Identity and Access
Purpose
This page explains how identities, roles, policies, and trust relationships control access in cloud environments and why identity design is one of the most important architecture decisions.
Core Concepts
Identity answers two different questions. Authentication asks who or what is making a request. Authorization asks what that identity is allowed to do. Cloud systems need both.
There are also different identity types.
- Human identities are for administrators, developers, operators, and analysts.
- Workload identities are for applications, services, functions, jobs, or containers.
- External identities may come from partners, customers, or federated enterprise directories.
Good cloud design keeps these separate. Humans should not share long-lived admin credentials with workloads, and workloads should not carry broad permissions just because it is convenient during early development.
What Good Access Design Looks Like
- Grant permissions to groups or roles where possible instead of managing users one by one.
- Prefer short-lived credentials or managed identity paths over static keys.
- Scope permissions to the smallest useful boundary.
- Separate deployment permissions from runtime permissions.
- Make privileged access reviewable and auditable.
Identity design also shapes incident response.

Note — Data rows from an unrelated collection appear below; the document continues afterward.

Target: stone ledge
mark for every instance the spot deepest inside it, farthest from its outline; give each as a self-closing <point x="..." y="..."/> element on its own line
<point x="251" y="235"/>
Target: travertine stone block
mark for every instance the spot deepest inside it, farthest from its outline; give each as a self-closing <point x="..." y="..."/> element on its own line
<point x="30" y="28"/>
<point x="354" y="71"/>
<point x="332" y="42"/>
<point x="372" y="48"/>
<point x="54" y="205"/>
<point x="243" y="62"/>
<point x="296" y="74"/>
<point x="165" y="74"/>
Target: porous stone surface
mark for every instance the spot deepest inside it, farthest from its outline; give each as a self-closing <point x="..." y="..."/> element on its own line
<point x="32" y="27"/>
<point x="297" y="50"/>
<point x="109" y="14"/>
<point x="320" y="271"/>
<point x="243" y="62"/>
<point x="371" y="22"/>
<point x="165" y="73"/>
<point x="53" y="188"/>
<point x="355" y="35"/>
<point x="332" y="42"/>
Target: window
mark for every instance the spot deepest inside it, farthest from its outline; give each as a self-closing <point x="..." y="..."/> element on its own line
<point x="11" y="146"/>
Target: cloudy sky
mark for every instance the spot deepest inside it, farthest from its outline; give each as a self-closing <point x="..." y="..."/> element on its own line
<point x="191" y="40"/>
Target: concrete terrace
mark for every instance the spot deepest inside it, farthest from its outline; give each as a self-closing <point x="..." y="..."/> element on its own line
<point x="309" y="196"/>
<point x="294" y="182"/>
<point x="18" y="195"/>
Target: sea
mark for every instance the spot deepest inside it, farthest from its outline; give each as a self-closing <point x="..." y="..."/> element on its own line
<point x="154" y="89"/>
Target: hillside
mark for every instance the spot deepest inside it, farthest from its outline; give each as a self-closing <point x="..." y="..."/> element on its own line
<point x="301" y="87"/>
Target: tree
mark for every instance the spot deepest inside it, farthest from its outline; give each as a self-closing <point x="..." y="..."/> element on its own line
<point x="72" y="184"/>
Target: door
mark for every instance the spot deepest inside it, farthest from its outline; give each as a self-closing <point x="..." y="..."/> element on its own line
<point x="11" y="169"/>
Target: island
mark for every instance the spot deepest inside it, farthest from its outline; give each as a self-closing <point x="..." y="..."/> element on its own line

If permissions are too broad or unclear, a compromise spreads faster and investigation becomes harder.
Common Mistakes
- Using shared accounts or embedding keys directly in code or configuration.
- Giving workloads broad administrative permissions they do not need.
- Treating identity as separate from networking, pipelines, and data access.
- Forgetting to review who can assume roles, impersonate service accounts, or manage secrets.
- Building manually around exceptions instead of designing a clean access model early.
How This Fits Into Cloud Engineering
Identity and access management sits underneath every other cloud concern. Network boundaries, data protection, CI/CD, and application runtimes all depend on a trustworthy permission model. A cloud engineer who understands identity well can reduce blast radius, simplify audits, and make systems safer to operate.